The truth reached up, wrapped hands around her neck, stole her breath. Bennett had sacrificed himself for their son. She reached out for the bed, but it did little to catch her before her knees buckled. She saw Bennett hanging from the bridge of sighs at the Tombs, his body at the end of the rope, swaying in the wind. Because of her adultery.

She’d done this, created this lie, sentenced the man she loved to this fate.

Oh, she should have gone with Bennett. She let the possibilities seep through her. She would have sacrificed her life in New York, on the list of the 400, yes. But she would have lived without secrets. With peace, instead of sin, stalking her in the middle of the night.

She could nearly taste it—the sweet sense of redemption, the breath of peace filling her lungs. But as quickly as it came, it vanished, leaving only the dust of her sins behind, turning her to ash.

She drew up her legs, her breath shuddering out of her. How she hated living with secrets.

She couldn’t lose Bennett. Not again.

“Mother?” Jack stood in the doorway, the moonlight on his face. He wore fatigue in his face, his derby in his hands. “Are you well?” He came into the room, extended his hand to help her off the floor.

She took his hands. In this light, he so resembled his father with his blond, unruly hair, those regal cheekbones, the wide shoulders. Oh, Jack. “Where have you been?’

He considered her a moment as she rose then set his Bible on the desk. “I was at the church.”

The answer seemed to light an inferno inside her. “The church? Why?”

He looked at her, nonplussed. “Because I thought the priest could pray for us. For Father’s soul, and for you in your time of grief.”

She bit back what would have been a harsh, cruel laugh. Grieve for Foster?

“God won’t help this family, Jack.” She pushed past him to stand at the window. “We’re beyond God’s help.”

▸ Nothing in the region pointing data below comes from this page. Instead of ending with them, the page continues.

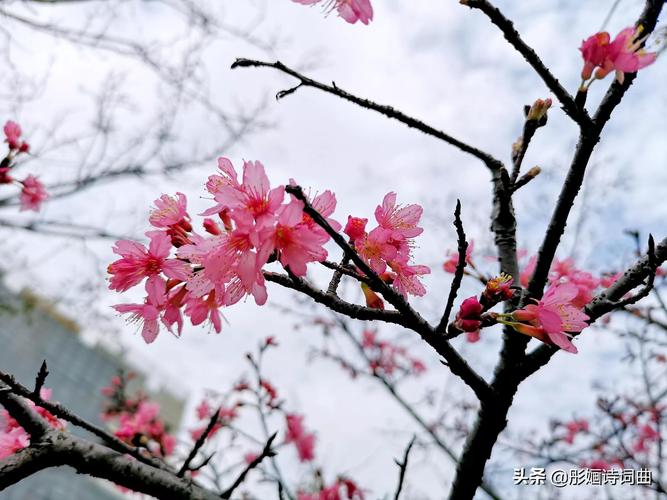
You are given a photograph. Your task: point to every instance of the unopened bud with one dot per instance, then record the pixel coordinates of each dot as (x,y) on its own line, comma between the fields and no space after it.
(538,111)
(373,300)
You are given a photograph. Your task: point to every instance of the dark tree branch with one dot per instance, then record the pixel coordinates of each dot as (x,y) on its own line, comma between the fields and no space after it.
(40,379)
(387,111)
(341,270)
(460,266)
(266,452)
(50,448)
(198,444)
(393,391)
(526,178)
(411,318)
(589,137)
(494,14)
(608,300)
(62,412)
(403,466)
(334,303)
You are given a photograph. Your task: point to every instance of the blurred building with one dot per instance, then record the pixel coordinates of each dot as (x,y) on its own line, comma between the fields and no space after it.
(31,330)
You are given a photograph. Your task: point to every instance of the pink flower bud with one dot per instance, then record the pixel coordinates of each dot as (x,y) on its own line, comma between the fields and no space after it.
(355,227)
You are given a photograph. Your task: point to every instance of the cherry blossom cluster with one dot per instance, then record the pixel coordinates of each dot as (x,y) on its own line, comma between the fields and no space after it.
(552,319)
(253,225)
(628,435)
(13,437)
(136,420)
(387,248)
(225,411)
(624,54)
(350,10)
(33,192)
(219,269)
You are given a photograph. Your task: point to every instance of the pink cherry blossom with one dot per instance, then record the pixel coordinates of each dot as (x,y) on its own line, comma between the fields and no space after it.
(296,243)
(303,441)
(13,437)
(401,221)
(469,319)
(169,211)
(199,310)
(553,317)
(253,195)
(12,132)
(5,178)
(564,271)
(145,422)
(626,53)
(138,262)
(594,51)
(376,249)
(149,312)
(373,300)
(33,193)
(355,228)
(573,428)
(350,10)
(12,441)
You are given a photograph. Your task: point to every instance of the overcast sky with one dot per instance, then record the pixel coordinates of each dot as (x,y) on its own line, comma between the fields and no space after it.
(433,59)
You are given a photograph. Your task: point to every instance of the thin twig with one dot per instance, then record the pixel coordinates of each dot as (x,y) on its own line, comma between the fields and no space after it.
(494,14)
(403,467)
(387,111)
(458,273)
(40,379)
(266,452)
(199,443)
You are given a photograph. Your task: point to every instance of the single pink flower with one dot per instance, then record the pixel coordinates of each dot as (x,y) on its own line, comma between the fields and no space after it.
(5,178)
(33,193)
(303,441)
(376,249)
(624,54)
(598,464)
(148,313)
(401,221)
(138,262)
(325,204)
(564,271)
(552,318)
(295,243)
(373,300)
(573,428)
(253,196)
(350,10)
(12,441)
(499,289)
(12,132)
(594,51)
(355,228)
(169,211)
(469,318)
(199,310)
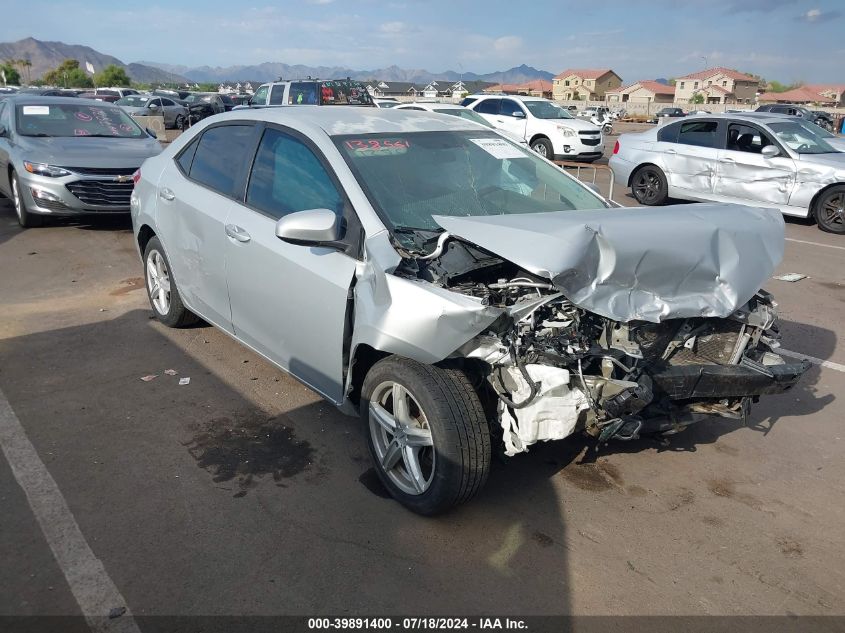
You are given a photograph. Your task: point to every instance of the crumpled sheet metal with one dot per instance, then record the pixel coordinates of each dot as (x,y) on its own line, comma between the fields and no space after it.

“No one is beyond God’s help. Did you not hear the priest on Sunday?”

Yes, indeed, she had. The face of the Lord is against them that do evil, to cut off the remembrance of them from the earth.

But Jack touched her arm. “The righteous cry, and the Lord heareth, and delivereth them out of all their troubles.”

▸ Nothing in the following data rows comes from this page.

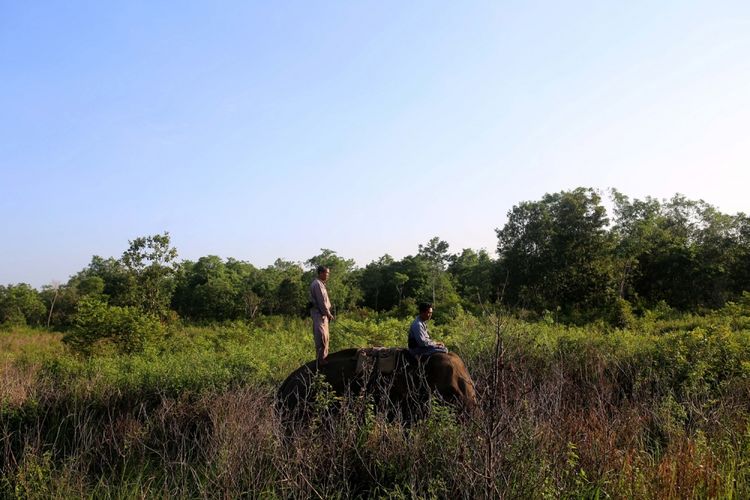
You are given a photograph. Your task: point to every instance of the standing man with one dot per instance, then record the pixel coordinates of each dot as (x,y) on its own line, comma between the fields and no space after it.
(320,310)
(419,340)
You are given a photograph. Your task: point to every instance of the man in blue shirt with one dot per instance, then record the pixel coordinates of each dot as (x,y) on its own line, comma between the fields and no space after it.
(420,342)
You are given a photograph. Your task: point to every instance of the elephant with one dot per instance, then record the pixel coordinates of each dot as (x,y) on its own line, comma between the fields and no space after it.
(407,387)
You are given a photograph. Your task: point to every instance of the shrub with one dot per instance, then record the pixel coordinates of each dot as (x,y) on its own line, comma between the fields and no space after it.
(98,326)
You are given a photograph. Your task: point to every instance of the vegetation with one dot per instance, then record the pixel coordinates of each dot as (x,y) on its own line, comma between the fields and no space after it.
(611,358)
(660,409)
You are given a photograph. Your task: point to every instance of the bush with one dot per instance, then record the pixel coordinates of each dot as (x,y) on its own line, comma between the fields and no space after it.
(98,327)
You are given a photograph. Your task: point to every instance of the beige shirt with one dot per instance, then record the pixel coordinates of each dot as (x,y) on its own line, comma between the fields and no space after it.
(319,297)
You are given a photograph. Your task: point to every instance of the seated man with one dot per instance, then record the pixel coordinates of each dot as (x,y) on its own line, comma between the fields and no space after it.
(420,342)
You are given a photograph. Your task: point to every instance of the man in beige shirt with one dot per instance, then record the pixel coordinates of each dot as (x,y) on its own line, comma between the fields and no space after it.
(320,310)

She looked up at him, his face, the eyes that seemed so terribly believing, and feared for his lost innocence.

“I am anything but righteous, son.” She wasn’t sure where the words came from, or how she managed to allow them out, but they spilled free and she turned, pressed her hand on the cold window.

“Mother, you are one of the most righteous women I know. You attend church regularly, give of your time and money to charity work, you never make a social faux pas. Everyone loves you—you are invited to all the social events of the season, men beg to dance with you, women want to emulate you. You are blessed with power, and wealth and fame. How could God not hear your petitions for justice for Father’s murder?”